Legal Risks of Improper Corrections
Metadata in an EHR creates a permanent electronic footprint of every action taken in the system. Under federal law, this metadata is discoverable in civil trials, meaning a plaintiff’s attorney can demand it. When metadata shows that a correction was made at a time consistent with the clinical encounter, it actually strengthens the provider’s defense. But when the record was revised at a time that doesn’t match the treatment timeline, it raises suspicion of falsification, even if no wrongdoing actually occurred.
This is a significant shift from the paper era. A physician who went back and rewrote a paper chart note faced little risk of detection. In an electronic system, the timestamps tell the story whether you want them to or not. Going back to alter a record days after an adverse event, without clearly labeling the change as a late addendum with a stated reason, can look like a cover-up to a jury.
The practical takeaway: make corrections promptly, label them honestly, and never try to make a revised entry look like it was the original. The audit trail will always reveal the truth, and transparency in corrections is far easier to defend than unexplained edits.

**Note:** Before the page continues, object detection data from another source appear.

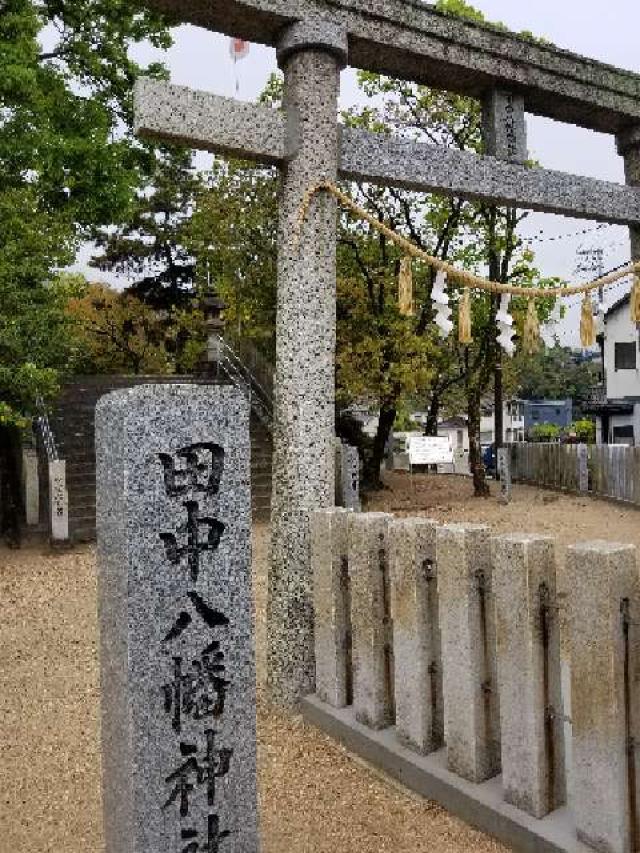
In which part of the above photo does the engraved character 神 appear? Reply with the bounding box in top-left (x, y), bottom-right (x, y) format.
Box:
top-left (162, 729), bottom-right (233, 817)
top-left (158, 442), bottom-right (224, 498)
top-left (180, 815), bottom-right (231, 853)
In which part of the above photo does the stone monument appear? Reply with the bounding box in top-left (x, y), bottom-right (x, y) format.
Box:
top-left (96, 385), bottom-right (259, 853)
top-left (135, 0), bottom-right (640, 705)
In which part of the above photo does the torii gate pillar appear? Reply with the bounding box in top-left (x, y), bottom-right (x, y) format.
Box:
top-left (267, 20), bottom-right (347, 706)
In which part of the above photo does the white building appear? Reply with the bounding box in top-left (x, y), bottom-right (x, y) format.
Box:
top-left (430, 400), bottom-right (525, 452)
top-left (586, 296), bottom-right (640, 446)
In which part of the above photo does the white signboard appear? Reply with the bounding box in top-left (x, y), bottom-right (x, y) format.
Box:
top-left (407, 435), bottom-right (453, 465)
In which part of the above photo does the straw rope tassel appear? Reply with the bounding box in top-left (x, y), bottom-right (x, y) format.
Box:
top-left (630, 275), bottom-right (640, 325)
top-left (458, 287), bottom-right (473, 344)
top-left (580, 293), bottom-right (596, 349)
top-left (398, 255), bottom-right (416, 317)
top-left (523, 299), bottom-right (540, 355)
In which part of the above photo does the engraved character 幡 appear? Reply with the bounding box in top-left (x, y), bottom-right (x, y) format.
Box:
top-left (162, 640), bottom-right (230, 732)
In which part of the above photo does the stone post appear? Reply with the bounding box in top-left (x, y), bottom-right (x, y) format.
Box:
top-left (493, 534), bottom-right (566, 818)
top-left (336, 442), bottom-right (362, 512)
top-left (390, 518), bottom-right (444, 754)
top-left (482, 89), bottom-right (529, 165)
top-left (567, 542), bottom-right (640, 853)
top-left (267, 20), bottom-right (347, 706)
top-left (576, 444), bottom-right (589, 495)
top-left (96, 385), bottom-right (259, 853)
top-left (496, 446), bottom-right (511, 505)
top-left (436, 524), bottom-right (500, 782)
top-left (349, 512), bottom-right (394, 729)
top-left (49, 459), bottom-right (69, 542)
top-left (22, 447), bottom-right (40, 527)
top-left (616, 125), bottom-right (640, 261)
top-left (311, 509), bottom-right (352, 708)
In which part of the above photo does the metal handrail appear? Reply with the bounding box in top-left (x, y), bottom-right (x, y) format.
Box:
top-left (217, 337), bottom-right (273, 432)
top-left (35, 397), bottom-right (60, 462)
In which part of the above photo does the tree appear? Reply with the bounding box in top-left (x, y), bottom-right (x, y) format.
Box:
top-left (339, 63), bottom-right (549, 495)
top-left (514, 344), bottom-right (602, 408)
top-left (92, 146), bottom-right (202, 309)
top-left (185, 160), bottom-right (278, 359)
top-left (66, 284), bottom-right (206, 374)
top-left (0, 0), bottom-right (170, 425)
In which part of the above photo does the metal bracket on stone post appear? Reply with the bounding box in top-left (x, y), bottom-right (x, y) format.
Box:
top-left (336, 439), bottom-right (362, 512)
top-left (349, 512), bottom-right (394, 729)
top-left (576, 444), bottom-right (589, 495)
top-left (49, 459), bottom-right (69, 544)
top-left (310, 509), bottom-right (353, 708)
top-left (567, 542), bottom-right (640, 853)
top-left (616, 125), bottom-right (640, 261)
top-left (496, 446), bottom-right (511, 505)
top-left (389, 518), bottom-right (444, 754)
top-left (482, 89), bottom-right (529, 164)
top-left (633, 403), bottom-right (640, 447)
top-left (436, 524), bottom-right (500, 782)
top-left (267, 19), bottom-right (347, 706)
top-left (22, 447), bottom-right (40, 527)
top-left (96, 385), bottom-right (259, 853)
top-left (493, 534), bottom-right (566, 818)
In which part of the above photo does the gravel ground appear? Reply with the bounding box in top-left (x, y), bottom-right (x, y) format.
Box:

How to Make a Proper Correction
- Use the correct function. Choose “correction” for factual errors in your own notes, “addendum” for additional information on a finalized note, or “void” for orders entered in error.
- State the reason. Document why the change is being made. “Wrong patient” or “incorrect dosage recorded” is sufficient.
- Don’t delete the original. The system should preserve it automatically, but never use workarounds to remove content from the record.
- Sign and timestamp. Your identity and the time of the correction should be captured. Most EHRs handle this automatically, but verify that your entry is properly attributed.
- Act promptly. The sooner a correction is made, the less likely it is to raise questions about motive. Late entries are permissible but should be clearly labeled as such.